Ich suche nach einem Tool womit ich stat screen shots auch ganze videos aufnehmen kann, wie es bei den Video Tutorials von Tutorials.de der fall ist. 

Gibt es Gratis Tools? wäre schön wenn mich jemand informieren würde! danke


----------



## Andreas Späth (13. August 2005)

*Re: Screen aufnahme Tool ("Bildschirmvideo")*

Fraps ist in der alten Version kostenlos, bin mir aber nicht sicher ob es auch vom Desktop Videos aufzeichnen kann oder nur bei Fullscreenanwendungen.


----------



## Netos (13. August 2005)

*Re: Screen aufnahme Tool ("Bildschirmvideo")*

Hmm erstmal danke. Allerding lassen sich da nur 30 Sekunden Video aufnehmen.. Das Tool überzeugt mich auch mit der Aufmachung nicht wirklich  wäre schön wenn sich noch alternativen finden lassen, wenns geht kostenlos ..  Danke!


----------



## Alexander Schuc (13. August 2005)

*Re: Screen aufnahme Tool ("Bildschirmvideo")*

Hi.

Der Windows Media Encoder kann ScreenCapturing und ist gratis.

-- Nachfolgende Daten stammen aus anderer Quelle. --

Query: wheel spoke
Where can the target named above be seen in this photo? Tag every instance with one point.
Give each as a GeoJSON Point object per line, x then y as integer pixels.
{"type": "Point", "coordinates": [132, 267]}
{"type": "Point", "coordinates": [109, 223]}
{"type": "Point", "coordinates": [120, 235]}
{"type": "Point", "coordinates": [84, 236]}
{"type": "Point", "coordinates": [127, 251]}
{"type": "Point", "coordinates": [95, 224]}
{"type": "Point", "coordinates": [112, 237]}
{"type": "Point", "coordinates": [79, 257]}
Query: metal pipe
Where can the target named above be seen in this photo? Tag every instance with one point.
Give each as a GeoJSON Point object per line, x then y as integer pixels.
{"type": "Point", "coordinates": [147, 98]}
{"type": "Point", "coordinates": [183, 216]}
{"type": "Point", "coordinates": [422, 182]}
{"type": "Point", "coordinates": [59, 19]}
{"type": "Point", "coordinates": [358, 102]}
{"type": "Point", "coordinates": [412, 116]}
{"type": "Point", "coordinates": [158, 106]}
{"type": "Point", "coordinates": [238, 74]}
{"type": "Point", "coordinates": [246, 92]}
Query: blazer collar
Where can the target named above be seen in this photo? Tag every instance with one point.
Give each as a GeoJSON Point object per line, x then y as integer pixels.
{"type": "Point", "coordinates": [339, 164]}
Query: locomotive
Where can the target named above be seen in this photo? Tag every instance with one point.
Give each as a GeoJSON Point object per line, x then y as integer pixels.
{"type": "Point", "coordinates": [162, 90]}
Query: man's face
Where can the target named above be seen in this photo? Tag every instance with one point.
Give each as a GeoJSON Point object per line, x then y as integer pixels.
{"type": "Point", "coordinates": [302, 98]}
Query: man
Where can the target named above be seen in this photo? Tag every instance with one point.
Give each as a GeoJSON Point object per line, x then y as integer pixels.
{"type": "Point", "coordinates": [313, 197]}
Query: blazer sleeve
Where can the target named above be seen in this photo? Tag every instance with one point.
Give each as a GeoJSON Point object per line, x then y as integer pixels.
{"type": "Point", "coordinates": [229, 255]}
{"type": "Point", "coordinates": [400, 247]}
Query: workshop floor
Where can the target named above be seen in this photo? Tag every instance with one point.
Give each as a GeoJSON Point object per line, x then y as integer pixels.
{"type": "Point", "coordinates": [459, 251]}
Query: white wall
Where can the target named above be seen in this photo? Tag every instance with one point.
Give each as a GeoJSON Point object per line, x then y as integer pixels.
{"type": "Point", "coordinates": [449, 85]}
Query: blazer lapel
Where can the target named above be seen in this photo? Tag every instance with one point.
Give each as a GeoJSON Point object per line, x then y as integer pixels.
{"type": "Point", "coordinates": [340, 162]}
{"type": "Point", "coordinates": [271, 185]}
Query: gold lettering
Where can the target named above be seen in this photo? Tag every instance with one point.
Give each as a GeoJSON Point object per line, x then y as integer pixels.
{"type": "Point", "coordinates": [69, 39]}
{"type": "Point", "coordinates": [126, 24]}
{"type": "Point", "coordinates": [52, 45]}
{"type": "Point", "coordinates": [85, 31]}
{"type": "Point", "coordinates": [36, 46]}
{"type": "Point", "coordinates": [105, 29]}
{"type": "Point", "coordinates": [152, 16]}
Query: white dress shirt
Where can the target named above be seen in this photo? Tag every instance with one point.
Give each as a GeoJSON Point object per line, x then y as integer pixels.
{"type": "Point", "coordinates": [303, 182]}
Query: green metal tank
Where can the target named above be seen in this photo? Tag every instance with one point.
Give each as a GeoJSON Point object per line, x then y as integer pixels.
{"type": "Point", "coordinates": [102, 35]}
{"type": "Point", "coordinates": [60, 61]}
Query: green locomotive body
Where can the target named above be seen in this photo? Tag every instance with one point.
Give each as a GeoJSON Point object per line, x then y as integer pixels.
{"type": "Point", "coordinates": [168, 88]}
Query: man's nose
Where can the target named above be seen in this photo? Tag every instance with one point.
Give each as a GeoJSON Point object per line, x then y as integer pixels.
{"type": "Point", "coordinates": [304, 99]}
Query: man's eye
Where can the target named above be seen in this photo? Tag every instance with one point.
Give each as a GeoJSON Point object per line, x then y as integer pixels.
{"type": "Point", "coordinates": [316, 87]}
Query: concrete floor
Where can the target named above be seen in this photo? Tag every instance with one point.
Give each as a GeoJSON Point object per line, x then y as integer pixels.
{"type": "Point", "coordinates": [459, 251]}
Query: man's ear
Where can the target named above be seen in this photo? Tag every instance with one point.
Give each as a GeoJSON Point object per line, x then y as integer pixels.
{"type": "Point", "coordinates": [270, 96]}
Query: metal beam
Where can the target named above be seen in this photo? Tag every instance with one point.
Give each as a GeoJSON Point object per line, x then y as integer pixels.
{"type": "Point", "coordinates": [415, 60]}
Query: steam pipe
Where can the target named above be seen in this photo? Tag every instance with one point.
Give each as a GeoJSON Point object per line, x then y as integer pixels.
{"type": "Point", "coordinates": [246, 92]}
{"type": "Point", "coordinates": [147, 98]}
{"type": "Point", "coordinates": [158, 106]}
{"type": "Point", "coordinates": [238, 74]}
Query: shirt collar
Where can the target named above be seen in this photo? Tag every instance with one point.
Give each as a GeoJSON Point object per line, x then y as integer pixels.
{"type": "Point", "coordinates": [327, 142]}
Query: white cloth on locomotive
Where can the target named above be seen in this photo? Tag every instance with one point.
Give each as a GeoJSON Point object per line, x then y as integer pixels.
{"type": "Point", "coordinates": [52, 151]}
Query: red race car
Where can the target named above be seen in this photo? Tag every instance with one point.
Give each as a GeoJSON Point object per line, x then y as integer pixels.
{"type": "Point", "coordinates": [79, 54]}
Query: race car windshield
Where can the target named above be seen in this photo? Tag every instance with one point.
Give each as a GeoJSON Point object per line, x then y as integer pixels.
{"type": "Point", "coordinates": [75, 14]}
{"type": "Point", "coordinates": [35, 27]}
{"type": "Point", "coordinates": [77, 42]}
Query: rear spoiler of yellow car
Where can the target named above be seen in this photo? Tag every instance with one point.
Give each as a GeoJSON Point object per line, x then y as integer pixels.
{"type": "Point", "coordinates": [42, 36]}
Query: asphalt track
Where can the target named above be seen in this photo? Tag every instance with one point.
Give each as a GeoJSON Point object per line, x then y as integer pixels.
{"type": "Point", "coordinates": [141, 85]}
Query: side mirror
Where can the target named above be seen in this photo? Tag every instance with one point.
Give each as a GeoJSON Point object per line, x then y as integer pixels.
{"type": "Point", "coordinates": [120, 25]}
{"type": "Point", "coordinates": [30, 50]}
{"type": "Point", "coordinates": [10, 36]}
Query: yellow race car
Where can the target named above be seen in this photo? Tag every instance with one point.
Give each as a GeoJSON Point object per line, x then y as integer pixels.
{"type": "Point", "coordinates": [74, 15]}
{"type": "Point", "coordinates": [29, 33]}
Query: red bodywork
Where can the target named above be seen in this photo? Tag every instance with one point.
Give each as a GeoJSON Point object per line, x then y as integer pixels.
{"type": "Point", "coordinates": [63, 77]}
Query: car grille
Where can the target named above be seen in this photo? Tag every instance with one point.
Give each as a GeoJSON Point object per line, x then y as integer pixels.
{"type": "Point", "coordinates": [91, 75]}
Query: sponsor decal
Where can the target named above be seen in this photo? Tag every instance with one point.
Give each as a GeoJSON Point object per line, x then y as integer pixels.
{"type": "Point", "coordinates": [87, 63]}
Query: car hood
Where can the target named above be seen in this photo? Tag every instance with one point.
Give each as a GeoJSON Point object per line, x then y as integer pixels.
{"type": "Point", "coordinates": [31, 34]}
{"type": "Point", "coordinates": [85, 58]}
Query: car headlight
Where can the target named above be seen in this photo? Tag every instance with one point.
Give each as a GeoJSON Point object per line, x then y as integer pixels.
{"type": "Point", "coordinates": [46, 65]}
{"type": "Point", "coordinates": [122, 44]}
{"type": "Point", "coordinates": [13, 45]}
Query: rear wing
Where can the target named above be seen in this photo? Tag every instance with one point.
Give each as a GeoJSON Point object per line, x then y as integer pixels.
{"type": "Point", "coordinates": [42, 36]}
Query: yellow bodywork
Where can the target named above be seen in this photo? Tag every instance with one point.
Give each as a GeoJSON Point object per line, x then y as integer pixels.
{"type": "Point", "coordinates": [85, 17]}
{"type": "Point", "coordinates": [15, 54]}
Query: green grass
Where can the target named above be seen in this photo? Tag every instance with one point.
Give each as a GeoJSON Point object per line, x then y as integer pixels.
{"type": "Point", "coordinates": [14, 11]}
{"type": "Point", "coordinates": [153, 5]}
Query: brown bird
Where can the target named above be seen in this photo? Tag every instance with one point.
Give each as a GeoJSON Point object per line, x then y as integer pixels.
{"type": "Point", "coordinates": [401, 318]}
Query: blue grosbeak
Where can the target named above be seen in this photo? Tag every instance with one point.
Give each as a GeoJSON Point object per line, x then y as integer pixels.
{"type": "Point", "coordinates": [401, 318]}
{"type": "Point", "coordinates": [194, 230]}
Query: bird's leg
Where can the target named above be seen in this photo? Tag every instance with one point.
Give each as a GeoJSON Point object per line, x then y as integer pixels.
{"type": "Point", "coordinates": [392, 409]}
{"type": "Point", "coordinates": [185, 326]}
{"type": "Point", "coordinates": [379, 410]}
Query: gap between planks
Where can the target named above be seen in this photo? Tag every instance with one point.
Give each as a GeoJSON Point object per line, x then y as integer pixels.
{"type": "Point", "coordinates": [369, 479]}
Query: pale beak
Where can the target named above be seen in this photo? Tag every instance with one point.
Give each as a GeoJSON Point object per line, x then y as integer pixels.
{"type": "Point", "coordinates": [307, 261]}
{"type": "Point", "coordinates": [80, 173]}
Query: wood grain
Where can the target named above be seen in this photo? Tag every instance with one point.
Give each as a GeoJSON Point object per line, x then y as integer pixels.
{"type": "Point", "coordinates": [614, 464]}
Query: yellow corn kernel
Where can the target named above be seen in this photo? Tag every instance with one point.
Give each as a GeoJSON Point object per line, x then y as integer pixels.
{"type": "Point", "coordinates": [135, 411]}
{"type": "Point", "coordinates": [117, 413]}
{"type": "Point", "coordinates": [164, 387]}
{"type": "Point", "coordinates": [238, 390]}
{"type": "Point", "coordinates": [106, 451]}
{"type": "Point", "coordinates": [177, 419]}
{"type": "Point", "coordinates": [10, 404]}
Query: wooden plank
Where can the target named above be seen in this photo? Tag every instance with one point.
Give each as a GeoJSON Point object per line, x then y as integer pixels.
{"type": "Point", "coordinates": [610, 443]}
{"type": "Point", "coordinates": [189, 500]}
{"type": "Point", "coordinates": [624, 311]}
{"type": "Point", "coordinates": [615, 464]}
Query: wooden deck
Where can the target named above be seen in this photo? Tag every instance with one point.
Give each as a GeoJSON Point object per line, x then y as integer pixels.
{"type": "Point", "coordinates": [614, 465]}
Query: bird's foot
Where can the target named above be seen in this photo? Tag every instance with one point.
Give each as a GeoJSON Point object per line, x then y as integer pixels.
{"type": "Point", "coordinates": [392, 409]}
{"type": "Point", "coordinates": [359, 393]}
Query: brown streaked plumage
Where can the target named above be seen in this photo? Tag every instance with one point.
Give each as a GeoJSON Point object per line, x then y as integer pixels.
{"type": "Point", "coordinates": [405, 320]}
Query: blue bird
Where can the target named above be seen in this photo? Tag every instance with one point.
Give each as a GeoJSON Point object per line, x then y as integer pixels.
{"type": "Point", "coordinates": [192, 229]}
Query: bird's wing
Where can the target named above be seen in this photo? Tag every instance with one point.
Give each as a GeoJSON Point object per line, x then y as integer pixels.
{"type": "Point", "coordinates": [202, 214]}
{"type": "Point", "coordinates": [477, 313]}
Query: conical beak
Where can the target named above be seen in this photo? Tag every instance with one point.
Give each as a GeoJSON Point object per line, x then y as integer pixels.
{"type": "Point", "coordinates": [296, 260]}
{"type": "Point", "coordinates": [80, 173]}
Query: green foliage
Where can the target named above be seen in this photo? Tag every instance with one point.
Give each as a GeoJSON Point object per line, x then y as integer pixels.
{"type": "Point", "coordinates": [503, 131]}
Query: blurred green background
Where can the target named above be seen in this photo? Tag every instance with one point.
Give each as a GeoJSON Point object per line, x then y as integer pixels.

Ansonsten gäbe es das Camtasia Studio. Nur das ist nicht gerade billig.

MfG,
Alex


----------



## Heskey (3. Juli 2010)

Debut Video Capture (Freeware) zeichnet den Bildschirm, Bilder von der Webcam oder Filme von Camcorder als Video auf. Das Programm kommt auch gut mit Spielen oder dam Abfilmen von Videos zurecht.
http://debut-video-capture.soft-ware.net/download.asp


----------